Le blocage persiste à la FN. La FGTB, à l'origine de la grève en cours depuis près de deux semaines, a cru à un accord, mercredi en fin de journée, sur la foi de conversations téléphoniques et d'échanges de courriels, qui laissaient entrevoir une reprise du travail. Et puis, ce jeudi matin, les propositions syndicales ont été suivies d'une fin de non recevoir. Pour Francis Gomez, le porte-parole des métallurgistes, "il y a eu une volonté très nette de politiser l'affaire". C'est une déclaration très ferme du ministre président du gouvernement wallon Willy Borsus, en réponse à une interpellation d'un élu libéral, qui a vraisemblablement provoqué ce raidissement. La région est actionnaire à 100% de l'entreprise herstalienne. Et, depuis le changement de coalition en juin et l'arrivée des réformateurs dans la majorité, les relations sociales se sont crispées à la Fabrique Nationale...

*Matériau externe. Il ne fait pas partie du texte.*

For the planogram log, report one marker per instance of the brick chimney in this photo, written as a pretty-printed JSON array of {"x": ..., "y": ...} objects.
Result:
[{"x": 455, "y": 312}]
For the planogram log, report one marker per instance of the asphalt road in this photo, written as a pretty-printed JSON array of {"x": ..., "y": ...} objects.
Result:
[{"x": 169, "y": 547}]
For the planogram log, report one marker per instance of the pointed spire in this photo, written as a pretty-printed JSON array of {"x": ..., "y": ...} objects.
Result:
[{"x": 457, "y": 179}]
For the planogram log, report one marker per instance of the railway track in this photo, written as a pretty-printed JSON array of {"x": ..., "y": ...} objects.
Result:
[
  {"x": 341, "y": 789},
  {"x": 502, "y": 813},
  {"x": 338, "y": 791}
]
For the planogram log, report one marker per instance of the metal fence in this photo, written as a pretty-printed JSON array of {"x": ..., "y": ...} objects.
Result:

Selon la FGTB, "dès lors que, endéans les trois ans, des mesures concrètes doivent être prises pour rapprocher les statuts des ouvriers et des employés, et dès lors que, une différence du simple au triple existe pour les chèques-repas entre ces deux catégories de personnel, des mesures faciles à prendre permettraient d'apaiser les tensions..."

Dans un communiqué de presse, la direction affirme qu'elle a "envisagé, encore ces dernières heures, de réunir les deux organisations (FGTB et CSC) pour leur proposer de définir les sujets à discuter, mais que cette tentative a échoué". C'est pourtant précisément ce que la FGTB a suggéré d'après les documents diffusés par la FGTB. Une assemblée des travailleurs doit décider de la suite du mouvement ce vendredi matin, aux grilles de l'usine.